Transition toute trouvée pour parler ré-équilibrage des postes entre les personnels civils et les militaires.
Où en sommes-nous ?
Pour les personnels civils les impasses sont encore trop flagrantes sur les chemins des postes à responsabilité.
Ce point est facteur d’efficience et d’une meilleure utilisation de l’argent public. La carrière des militaires impose des périodes de récupération, nous le reconnaissons, mais ils ne doivent pas pour autant squatter la grande majorité des postes de « chef », ça finit par être totalement contre-productif.
Sans lien direct nous attirons votre attention sur la réforme engagée dans le cadre du Maintien en Condition Opérationnel des équipements. Le principe adopté est celui de la verticalisation des contrats. Cette approche responsabilise les acteurs, certes, mais attention à ce qu’elle ne soit pas synonyme d’externalisation à tout crin !
Nous insistons une fois de plus sur la nécessité de garantir la réactivité que seuls les industriels étatiques peuvent assurer et sur l’autre nécessité de laisser à l’Etat la capacité de challenger les industriels privés.

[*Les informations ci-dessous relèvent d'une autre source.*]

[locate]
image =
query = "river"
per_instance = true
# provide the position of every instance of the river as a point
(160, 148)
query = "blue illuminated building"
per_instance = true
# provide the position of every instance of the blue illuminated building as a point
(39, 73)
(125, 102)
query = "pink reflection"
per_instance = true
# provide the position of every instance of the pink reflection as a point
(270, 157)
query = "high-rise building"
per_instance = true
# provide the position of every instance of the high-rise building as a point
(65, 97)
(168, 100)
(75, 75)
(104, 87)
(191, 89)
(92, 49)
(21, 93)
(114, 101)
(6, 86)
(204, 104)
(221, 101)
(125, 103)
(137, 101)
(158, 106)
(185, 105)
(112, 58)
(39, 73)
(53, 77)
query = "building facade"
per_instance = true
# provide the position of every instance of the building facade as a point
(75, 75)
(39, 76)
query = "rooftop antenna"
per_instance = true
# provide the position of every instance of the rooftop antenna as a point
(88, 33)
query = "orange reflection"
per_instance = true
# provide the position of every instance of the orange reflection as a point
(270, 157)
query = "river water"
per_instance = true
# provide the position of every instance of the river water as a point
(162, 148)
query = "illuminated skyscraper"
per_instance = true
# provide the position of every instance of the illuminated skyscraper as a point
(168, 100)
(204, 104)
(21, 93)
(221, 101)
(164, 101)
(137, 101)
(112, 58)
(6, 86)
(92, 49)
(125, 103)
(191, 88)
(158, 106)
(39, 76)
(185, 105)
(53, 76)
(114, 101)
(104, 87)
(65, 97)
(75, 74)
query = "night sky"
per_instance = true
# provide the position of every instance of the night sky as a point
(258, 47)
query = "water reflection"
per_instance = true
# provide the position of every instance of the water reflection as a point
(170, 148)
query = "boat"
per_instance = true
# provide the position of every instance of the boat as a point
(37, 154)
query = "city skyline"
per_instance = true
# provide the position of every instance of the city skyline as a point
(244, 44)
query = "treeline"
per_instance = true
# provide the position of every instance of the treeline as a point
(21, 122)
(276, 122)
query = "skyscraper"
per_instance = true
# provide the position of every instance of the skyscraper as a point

Pour conclure, la CFDT Défense constate que le montant des mesures catégorielles 2021 n’est pas à la hauteur de l’investissement des personnels civils qui ont prouvé leur sens du devoir lors de la crise sanitaire et ce dès les premiers jours du confinement. Grâce à leur soutien technique et administratif de qualité et réactif, le ministère des armées a pu répondre présent et remplir la majorité de ses missions au profit des citoyens et de la Nation.